Faryal Farooq Lights Up National Games

Faryal Farooq Lights Up National Games: The winter sun offered no mercy on the opening day of the National Games, baking the open-air arena. Yet, beneath the relentless blaze, cold focus reigned. Hurdlers paced, discuses cut humid air, and a scattered crowd fanned themselves, tracking multiple dramas at once.

A Whisper, Then Fire

For discus thrower Faryal Farooq, the day was the sharp point of a four-year grind. Through four throws, the national record remained distant. Then, a quiet moment with coach Ashraf Ali: “I will be proud if you break it.”
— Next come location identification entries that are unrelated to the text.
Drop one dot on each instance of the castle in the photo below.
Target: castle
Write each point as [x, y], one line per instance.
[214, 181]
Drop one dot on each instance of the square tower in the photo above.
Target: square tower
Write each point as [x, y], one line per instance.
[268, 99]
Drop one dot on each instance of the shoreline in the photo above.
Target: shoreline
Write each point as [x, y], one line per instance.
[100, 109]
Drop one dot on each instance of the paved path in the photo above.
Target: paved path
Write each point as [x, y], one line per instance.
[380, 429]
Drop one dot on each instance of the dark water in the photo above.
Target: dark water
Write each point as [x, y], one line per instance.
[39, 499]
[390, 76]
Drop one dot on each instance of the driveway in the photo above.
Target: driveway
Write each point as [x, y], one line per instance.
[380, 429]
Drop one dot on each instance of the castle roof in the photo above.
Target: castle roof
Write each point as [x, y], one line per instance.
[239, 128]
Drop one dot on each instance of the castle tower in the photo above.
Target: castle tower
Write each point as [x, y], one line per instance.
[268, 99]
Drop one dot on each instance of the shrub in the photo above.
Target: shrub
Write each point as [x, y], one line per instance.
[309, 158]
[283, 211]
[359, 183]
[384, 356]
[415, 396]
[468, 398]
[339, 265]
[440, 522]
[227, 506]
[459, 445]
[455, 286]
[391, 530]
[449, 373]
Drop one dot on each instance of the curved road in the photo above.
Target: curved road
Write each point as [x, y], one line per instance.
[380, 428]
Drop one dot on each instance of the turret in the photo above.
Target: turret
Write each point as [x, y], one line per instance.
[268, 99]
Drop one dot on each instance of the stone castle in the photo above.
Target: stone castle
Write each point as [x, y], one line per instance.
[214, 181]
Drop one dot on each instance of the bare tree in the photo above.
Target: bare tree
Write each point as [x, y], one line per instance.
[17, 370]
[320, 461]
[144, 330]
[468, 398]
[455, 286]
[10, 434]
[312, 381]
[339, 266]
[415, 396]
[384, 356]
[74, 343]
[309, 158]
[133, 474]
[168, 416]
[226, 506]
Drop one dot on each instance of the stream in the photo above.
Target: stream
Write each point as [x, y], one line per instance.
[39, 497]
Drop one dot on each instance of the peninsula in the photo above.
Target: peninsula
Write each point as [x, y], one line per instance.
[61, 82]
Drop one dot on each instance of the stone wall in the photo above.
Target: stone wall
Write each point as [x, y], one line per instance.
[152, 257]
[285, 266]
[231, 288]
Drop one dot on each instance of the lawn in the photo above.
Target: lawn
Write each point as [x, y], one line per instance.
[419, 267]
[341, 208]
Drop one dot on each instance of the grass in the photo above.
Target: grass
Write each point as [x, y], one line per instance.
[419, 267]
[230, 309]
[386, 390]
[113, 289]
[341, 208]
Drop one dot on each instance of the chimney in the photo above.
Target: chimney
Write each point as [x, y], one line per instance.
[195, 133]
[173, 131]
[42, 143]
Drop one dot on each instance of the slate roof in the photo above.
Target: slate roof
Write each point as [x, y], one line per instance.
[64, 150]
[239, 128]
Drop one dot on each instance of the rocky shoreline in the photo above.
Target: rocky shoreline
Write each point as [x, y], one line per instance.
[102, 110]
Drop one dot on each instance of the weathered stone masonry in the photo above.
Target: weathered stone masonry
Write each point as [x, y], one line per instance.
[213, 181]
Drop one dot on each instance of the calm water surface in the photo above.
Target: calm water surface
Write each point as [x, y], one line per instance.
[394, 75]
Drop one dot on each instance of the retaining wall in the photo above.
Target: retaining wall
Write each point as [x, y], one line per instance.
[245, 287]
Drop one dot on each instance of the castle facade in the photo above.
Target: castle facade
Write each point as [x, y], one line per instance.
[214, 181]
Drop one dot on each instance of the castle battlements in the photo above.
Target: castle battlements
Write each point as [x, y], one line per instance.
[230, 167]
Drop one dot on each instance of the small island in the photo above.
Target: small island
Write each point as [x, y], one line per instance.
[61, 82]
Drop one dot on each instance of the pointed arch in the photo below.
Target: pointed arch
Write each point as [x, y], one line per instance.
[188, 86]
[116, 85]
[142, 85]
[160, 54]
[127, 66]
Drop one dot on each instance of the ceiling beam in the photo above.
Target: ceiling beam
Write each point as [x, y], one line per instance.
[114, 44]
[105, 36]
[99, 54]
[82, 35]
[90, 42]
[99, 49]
That was the spark. On her final attempt, Faryal spun and released. The discus carved a silent, perfect arc against the azure sky before thudding into the earth—history made. The mark: 38.21 meters, a new national record.

“I put everything into that final throw,” a breathless Faryal from Azad Jammu and Kashmir told Dawn. “We train all year for one event. You have to leave your heart in the field.”

Glory in the Blaze

While Faryal’s moment shone brightest, other stories of grit unfolded across the scorched venue.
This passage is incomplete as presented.